A shift from Th1- to Th2-type cell immune response has been suggested to occur during sepsis, contributing to
cell-mediated immunity suppression and to poor prognosis. The aim was to study the relationship between old and new
Th2 markers and the clinical outcome of sepsis. 30 critically ill patients with sepsis for 48 hours were enrolled in a prospective
clinical study. Blood samples were collected at the enrolment, at the 5th and 10th day. Serum levels of total IgE
and soluble chemokines related to Th1- and Th2 responses were evaluated. The percentages and absolute number of
CD4+ and CD8+Tcells as well as CRTH2+Tcell subsets were detected by flow cytometry. Sepsis severity was assessed
with SOFA score. The mean values of total IgE in septic patients were significantly higher than in controls(p<0.01).

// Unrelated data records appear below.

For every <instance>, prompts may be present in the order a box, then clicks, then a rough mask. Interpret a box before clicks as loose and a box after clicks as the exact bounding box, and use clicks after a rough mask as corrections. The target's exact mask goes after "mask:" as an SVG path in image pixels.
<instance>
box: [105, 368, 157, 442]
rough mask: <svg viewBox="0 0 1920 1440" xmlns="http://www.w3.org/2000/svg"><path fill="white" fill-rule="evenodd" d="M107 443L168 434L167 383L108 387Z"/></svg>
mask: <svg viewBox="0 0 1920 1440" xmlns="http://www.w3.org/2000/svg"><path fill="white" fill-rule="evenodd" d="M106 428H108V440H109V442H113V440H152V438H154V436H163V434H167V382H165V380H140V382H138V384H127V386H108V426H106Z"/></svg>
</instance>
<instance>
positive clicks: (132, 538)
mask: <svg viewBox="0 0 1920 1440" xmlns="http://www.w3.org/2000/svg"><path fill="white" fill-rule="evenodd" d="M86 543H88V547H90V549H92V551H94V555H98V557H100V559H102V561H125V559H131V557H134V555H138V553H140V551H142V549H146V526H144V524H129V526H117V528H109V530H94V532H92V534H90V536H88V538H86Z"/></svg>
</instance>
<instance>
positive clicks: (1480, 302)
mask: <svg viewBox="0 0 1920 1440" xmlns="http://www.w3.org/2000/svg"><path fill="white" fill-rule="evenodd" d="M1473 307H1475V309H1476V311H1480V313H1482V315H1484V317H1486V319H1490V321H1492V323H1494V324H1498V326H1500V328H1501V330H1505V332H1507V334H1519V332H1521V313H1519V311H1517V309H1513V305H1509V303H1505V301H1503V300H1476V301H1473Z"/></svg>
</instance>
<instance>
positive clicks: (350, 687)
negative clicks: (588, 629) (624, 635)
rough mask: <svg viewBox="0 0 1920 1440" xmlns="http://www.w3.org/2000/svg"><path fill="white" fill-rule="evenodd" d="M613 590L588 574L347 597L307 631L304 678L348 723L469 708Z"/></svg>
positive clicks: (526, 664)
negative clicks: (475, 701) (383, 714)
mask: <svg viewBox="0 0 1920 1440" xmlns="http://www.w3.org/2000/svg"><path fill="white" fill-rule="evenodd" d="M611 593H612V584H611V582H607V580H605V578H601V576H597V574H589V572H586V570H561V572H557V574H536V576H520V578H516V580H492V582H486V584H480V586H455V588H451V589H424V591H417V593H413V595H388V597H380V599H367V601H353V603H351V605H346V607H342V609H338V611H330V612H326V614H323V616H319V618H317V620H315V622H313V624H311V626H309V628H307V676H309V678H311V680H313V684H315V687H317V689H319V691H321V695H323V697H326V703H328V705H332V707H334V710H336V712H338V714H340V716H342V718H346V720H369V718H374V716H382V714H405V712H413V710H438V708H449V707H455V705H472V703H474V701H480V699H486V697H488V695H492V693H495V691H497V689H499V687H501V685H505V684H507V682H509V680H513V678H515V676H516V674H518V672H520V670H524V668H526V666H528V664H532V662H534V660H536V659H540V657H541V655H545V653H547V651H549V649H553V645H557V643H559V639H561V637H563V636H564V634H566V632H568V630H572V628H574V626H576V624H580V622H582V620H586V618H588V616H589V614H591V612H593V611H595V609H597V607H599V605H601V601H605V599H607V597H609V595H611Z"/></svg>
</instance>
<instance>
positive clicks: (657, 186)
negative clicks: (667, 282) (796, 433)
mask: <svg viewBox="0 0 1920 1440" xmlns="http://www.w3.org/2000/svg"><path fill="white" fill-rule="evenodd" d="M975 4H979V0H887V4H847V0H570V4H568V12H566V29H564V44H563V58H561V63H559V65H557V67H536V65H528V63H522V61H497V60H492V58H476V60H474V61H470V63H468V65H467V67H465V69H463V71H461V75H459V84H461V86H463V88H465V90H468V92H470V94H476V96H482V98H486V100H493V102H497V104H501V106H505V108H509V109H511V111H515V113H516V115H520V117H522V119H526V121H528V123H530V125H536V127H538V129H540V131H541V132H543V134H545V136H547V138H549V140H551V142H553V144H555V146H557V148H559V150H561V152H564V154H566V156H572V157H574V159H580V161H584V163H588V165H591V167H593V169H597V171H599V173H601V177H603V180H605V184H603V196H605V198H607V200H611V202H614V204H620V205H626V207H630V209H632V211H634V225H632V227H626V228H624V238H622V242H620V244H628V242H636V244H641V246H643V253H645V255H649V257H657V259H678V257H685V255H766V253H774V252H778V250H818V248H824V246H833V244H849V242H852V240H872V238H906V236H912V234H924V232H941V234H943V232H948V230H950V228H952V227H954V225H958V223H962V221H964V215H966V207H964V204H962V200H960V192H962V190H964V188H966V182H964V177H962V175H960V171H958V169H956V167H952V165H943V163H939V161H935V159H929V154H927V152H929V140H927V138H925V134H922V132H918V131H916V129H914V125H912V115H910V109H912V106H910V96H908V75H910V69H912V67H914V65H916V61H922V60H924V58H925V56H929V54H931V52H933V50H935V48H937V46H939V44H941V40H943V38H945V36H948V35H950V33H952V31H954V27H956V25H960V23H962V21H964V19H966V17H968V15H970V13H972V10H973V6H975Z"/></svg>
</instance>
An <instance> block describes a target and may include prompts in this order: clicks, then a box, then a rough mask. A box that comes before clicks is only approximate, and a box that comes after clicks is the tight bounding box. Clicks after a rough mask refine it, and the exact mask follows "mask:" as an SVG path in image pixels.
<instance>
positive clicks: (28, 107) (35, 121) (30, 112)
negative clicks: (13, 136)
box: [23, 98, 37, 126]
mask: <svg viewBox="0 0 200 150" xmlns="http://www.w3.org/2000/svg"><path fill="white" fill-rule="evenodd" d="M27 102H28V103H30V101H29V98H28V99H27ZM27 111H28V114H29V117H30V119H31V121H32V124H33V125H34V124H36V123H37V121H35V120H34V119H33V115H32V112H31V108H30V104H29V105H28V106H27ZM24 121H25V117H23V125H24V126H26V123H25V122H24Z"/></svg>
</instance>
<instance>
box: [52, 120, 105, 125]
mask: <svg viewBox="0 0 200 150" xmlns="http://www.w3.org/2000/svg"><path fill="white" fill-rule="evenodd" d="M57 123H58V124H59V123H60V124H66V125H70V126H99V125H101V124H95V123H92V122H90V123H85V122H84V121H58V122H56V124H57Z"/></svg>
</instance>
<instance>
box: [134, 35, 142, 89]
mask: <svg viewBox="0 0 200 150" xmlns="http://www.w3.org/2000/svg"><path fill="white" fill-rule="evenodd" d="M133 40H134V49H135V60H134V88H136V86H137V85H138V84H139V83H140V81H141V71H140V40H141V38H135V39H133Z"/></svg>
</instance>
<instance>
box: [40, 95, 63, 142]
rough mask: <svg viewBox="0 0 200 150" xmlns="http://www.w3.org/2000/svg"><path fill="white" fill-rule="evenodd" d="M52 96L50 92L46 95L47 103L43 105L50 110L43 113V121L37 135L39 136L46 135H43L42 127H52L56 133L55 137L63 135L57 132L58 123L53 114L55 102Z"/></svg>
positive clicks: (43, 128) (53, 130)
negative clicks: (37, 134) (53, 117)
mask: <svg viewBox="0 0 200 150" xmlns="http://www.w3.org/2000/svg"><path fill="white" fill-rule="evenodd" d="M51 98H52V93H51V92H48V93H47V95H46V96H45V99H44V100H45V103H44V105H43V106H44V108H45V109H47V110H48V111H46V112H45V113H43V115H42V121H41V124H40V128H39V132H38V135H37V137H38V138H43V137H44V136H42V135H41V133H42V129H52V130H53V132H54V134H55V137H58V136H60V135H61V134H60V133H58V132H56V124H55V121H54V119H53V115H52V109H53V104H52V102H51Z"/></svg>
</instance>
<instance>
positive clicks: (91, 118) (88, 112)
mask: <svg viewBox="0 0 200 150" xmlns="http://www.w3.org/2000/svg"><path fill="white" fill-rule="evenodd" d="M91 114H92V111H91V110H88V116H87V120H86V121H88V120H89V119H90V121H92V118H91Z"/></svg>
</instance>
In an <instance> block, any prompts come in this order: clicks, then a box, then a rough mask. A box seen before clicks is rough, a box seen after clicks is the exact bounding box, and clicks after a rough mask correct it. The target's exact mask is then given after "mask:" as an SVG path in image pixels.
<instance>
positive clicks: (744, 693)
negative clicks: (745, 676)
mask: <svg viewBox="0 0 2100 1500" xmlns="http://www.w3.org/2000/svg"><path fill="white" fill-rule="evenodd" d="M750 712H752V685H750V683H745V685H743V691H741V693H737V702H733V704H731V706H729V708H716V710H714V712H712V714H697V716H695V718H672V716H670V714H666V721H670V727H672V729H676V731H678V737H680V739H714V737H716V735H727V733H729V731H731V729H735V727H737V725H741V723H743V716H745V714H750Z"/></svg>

Moreover, IgE levels of septic patients who died were higher than those of survived patients(p<0.05). It has been found
that IgE levels directly and RANTES inversely correlated with SOFA score at different time points(p<0.01). A significant
correlation between the percentages of CRTH2+/CD4+(but not CRTH2+/CD8+)T cells and SOFA at different time points
was observed(p<0.05). The direct correlation between total IgE, the percentages of circulating CRTh2+CD4+T cells and
the clinical outcome suggests that clinical worsening of sepsis is closely linked to the shift towards a predominant less
protective Th2 phenotype. Although these are preliminary results, the longitudinal analysis of these parameters during the
disease could be proposed as useful prognostic tools in sepsis.